With unemployment still high, and millions discouraged from even looking for work, there is considerable interest in ways to connect people to jobs. Certainly stimulating the economy is essential to creating more opportunity. But what can we do to help people make the connections to employers who are looking for workers?
Job training programs would seem to be a logical answer, a key step in moving someone from unemployment, or underemployment due to obsolete skills, into well-paying work. But there is much skepticism that training programs perform well. Reports of scandals surrounding proprietary schools with low placement and high debt feed this doubt. But focusing on these failures misses the larger point. Best-practice models exist, and are slowly diffusing. The challenge lies not in ignorance about what works, but how to reach scale in delivering quality programs.
In Texas, a network of programs affiliated with the Texas Interfaith Education Fund works with employers to identify openings, provide accelerated remediation to prepare people for community college credit courses, cooperate with community colleges to create flexible scheduling, and offer ongoing counseling and support to the enrollees. The payoff to this is substantial: Independent evaluations place earnings gains at between $5,000 and $10,000 per enrollee.
Cooperative Home Care Associates in New York, a worker cooperative of some of the lowest-paid workers in America, trains home health aides more extensively than is typical for those in these jobs, which in turn leads to higher wages and lower turnover.
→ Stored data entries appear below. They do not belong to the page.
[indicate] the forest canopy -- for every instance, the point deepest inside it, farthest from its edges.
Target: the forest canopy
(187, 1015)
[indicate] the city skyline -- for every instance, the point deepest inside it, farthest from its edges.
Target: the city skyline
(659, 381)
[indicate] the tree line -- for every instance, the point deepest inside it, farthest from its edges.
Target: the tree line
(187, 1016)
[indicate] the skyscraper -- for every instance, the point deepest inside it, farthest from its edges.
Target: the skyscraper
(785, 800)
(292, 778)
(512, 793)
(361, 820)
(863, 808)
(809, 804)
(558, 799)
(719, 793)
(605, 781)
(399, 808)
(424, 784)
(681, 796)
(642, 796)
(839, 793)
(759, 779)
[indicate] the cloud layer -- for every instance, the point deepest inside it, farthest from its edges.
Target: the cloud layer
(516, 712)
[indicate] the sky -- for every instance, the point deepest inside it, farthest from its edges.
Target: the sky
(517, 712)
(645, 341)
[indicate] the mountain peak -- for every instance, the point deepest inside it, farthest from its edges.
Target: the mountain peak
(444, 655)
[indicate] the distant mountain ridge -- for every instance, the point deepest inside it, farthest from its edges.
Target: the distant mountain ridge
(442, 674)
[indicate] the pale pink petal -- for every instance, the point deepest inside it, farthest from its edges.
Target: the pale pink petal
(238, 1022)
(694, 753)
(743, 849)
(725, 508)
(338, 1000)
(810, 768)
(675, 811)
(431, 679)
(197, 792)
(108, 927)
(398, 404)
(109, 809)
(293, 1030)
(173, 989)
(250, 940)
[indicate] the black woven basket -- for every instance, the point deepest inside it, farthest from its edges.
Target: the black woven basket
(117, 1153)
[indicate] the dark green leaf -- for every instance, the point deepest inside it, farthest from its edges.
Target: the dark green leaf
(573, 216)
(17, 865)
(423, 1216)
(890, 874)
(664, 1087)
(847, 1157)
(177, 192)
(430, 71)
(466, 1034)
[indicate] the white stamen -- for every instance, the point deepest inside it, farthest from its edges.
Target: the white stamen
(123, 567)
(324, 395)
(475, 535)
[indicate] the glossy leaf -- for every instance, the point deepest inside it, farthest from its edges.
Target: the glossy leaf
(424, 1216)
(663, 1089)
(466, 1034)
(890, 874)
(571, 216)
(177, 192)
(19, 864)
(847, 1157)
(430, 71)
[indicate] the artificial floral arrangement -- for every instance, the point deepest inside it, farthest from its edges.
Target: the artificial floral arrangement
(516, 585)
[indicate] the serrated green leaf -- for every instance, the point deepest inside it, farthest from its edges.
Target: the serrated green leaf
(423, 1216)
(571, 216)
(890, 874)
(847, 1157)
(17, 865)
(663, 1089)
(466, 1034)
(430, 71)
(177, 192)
In Boston, Jewish Vocational Services works with area hospitals to build career ladders for low-wage employees, creating opportunities for local residents who otherwise would not qualify for employment in a teaching hospital.
What makes these programs, and the many others like them, work so well? They work with employers to identify real jobs, and they then make substantial investments in trainees to help them succeed. No training vouchers are simply handed out with no follow-up, as in the cases cited by critics of training programs. No enrollee is left on his or her own to navigate a complex system. The leaders of these effective programs believe that they have two clients-the students and the employers-and they work hard to meet the needs of each.
Such programs are not unique. Throughout the country, workforce intermediaries have adopted similar models. Indeed, a number of foundations have cooperated to establish the National Fund For Workforce Solutions in order to support these efforts.
Critics are wrong when they say that, as one solution to underemployment, job training is a failure. But the harder truth is that these programs are not having an impact because they cannot reach scale. They are small and scattered.
The problem is that foundations are in the business of funding new ideas and kick-starting innovation. They cannot be expected to provide the long-term support required to sustain such programs, and they certainly cannot be expected to fund enough activity to help all who need it. Historically, federal job training funds were intended to fill the gap, but this funding has not only declined-a fall of $1 billion dollars since 2010-but regulations regarding administrative costs often preclude the staff-intensive, hands-on interaction with firms that make the best of these programs successful.
A second challenge lies in the local politics of job training. The successful programs described above all make long-term investments in people, yet the incentives facing local funders are to enroll as many people as possible in short-term interventions. Taken at face value, the numbers may be more impressive, but the results are not.
The third challenge is getting employers to pay attention. Although good data are not available, many observers believe that firms have reduced their commitment to internal training. Investments in people are among the first expenses to feel the axe when organizations face hard times-and this has been exacerbated by the growing use of contract and temporary workers, people in whom firms do not want to invest.
It all adds up to this: What has become the conventional narrative is wrong. Job training can be effective; we do know what works. The challenge lies in the delivery system. If we want to connect people to jobs we need to build an effective infrastructure for doing so.